The winner of the Nobel Prize in Literature will be announced this week.
The winner will be presented with a gold medal, diploma and cash prize. The value of the monetary prize fluctuates annually based on the Nobel Foundation’s current income.
Haruki Murakami, Chimamanda Ngozie Adichie and Salman Rushdie are among the bookies’ favourites to be named the 2022 Nobel Laureate.
Here’s everything you need to know…
When is the winner announced?
The winner of the Nobel Prize in Literature is announced on Thursday (6 October) sometime from 2pm UK time (1pm CEST).
The winner will be announced by the Swedish Academy based in Stockholm and awarded later this year.
Who won last year?
The 2021 Nobel Prize in Literature was awarded to Tanzanian-born British novelist Abdulrazak Gurnah, who is the Emeritus Professor of English and Postcolonial Literatures at the University of Kent.
Gurnah received the award for his “uncompromising and compassionate penetration of the effects of colonialism and the fate of the refugee in the gulf between cultures and continents".
He was the first Black writer to win the prize since Toni Morrison in 1993.
Recent controversies
For more than 100 years, the literature prize has faced a number of controversies.
In recent years, this has largely pertained to the positions of the winners in wider culture.

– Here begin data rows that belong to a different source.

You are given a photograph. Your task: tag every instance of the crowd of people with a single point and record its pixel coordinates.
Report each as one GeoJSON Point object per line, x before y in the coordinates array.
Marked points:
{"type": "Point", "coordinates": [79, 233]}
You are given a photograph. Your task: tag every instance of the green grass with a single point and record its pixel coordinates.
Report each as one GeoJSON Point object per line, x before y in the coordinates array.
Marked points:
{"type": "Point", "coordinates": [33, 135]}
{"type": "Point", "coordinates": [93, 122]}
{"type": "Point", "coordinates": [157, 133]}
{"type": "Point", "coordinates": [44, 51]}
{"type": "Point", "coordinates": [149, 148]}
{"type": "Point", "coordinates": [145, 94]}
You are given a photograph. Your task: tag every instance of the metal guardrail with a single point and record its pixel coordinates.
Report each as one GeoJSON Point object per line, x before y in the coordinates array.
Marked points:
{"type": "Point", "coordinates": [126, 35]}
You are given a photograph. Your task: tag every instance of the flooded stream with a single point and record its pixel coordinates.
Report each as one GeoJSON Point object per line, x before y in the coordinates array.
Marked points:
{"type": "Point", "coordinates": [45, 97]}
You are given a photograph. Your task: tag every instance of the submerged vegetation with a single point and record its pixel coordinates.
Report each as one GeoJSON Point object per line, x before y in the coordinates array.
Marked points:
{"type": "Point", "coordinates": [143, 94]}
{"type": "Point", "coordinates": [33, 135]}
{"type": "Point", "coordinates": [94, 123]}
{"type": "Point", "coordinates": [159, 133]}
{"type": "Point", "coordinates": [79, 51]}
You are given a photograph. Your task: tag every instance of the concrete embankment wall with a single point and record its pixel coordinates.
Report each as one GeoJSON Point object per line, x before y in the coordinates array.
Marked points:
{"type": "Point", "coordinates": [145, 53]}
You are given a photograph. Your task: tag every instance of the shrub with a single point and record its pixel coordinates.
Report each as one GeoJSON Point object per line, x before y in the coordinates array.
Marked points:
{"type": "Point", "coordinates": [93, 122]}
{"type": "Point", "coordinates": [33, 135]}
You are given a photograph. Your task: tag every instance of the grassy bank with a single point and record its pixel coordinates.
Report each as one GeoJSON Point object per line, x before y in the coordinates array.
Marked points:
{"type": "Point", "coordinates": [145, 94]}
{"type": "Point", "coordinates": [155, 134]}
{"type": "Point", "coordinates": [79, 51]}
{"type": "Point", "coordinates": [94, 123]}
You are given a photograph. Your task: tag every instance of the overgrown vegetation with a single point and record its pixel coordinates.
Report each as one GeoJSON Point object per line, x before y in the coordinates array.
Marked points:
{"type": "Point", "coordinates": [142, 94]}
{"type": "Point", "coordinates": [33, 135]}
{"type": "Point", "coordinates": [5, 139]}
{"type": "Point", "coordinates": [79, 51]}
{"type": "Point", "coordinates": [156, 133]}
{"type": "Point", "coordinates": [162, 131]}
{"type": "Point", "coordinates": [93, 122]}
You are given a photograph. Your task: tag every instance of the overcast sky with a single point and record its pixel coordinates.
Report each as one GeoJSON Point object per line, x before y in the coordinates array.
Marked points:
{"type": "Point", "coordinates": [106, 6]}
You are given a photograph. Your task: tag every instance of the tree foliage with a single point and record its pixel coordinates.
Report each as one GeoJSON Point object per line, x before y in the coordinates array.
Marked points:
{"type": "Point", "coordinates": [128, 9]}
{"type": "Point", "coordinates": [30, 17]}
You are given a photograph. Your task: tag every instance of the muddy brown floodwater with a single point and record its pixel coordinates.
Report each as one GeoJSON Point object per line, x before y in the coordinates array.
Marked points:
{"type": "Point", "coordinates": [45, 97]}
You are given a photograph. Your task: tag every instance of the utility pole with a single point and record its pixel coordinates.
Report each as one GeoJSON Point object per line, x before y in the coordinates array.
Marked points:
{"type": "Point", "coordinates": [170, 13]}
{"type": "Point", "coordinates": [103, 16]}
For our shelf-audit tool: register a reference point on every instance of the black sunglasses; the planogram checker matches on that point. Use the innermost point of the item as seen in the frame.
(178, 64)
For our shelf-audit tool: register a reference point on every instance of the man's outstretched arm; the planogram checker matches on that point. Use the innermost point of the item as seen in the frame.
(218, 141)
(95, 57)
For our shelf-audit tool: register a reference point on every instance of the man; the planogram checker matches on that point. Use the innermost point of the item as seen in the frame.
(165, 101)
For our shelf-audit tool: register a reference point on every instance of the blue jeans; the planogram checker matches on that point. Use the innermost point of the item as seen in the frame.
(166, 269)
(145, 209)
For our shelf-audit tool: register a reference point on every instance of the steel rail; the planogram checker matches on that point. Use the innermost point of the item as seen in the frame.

When Bob Dylan became the first songwriter and musician to win the pride, many novellists claimed that the prize had been cheapened.

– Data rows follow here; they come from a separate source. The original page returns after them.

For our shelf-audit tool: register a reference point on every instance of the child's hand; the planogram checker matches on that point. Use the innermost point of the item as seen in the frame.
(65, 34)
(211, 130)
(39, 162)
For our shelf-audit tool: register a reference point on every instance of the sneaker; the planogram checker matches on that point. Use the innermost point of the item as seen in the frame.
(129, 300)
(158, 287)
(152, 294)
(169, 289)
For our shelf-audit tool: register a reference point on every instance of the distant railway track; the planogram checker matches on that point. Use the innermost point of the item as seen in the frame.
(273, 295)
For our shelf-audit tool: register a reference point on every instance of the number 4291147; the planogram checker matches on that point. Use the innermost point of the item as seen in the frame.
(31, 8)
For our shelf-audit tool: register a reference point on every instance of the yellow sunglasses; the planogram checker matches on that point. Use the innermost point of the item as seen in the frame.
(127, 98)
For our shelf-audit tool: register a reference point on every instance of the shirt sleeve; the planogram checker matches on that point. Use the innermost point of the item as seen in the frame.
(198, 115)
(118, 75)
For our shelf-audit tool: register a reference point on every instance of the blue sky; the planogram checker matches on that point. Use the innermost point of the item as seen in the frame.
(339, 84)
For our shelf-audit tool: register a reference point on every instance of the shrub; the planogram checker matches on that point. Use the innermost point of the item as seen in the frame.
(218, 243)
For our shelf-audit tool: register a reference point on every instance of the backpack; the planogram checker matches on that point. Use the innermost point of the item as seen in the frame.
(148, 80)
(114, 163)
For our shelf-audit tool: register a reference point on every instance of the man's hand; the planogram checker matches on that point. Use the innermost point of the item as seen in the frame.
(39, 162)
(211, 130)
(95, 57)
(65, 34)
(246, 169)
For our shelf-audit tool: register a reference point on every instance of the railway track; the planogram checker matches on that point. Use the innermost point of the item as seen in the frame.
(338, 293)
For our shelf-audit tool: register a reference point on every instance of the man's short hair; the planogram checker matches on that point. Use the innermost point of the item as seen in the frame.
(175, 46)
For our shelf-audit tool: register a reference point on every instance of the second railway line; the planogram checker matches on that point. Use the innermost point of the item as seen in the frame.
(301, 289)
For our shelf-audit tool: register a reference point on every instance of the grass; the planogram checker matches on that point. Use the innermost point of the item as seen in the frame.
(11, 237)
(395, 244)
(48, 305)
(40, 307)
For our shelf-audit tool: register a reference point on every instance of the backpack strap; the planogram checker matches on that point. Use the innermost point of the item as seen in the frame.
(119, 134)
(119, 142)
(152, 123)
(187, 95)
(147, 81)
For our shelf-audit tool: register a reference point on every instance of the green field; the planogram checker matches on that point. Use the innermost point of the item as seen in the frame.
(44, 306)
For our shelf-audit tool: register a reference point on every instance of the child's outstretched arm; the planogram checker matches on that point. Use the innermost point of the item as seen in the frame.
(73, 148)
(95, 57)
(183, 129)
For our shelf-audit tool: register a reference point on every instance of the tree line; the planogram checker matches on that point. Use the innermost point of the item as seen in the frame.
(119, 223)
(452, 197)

“I’m a Dylan fan, but this is an ill-conceived nostalgia award wrenched from the rancid prostates of senile, gibbering hippies,” said Trainspotting writer Irvine Welsh at the time.
Several countries boycotted the 2019 ceremony after the prize was given to Austrian author Peter Handke.
Handke had been criticised for his stance on the wars in former Yugoslavia and on late Serbian leader Slobodan Milosevic.
Political views also played into a controversy surrounding the 2010 winner, when Peruvian writer Mario Vargas Llosa won.
Llosa was known for publicly holding right wing views and was even nicknamed the “king of controversies”, as his political opinions often got more attention than his politics.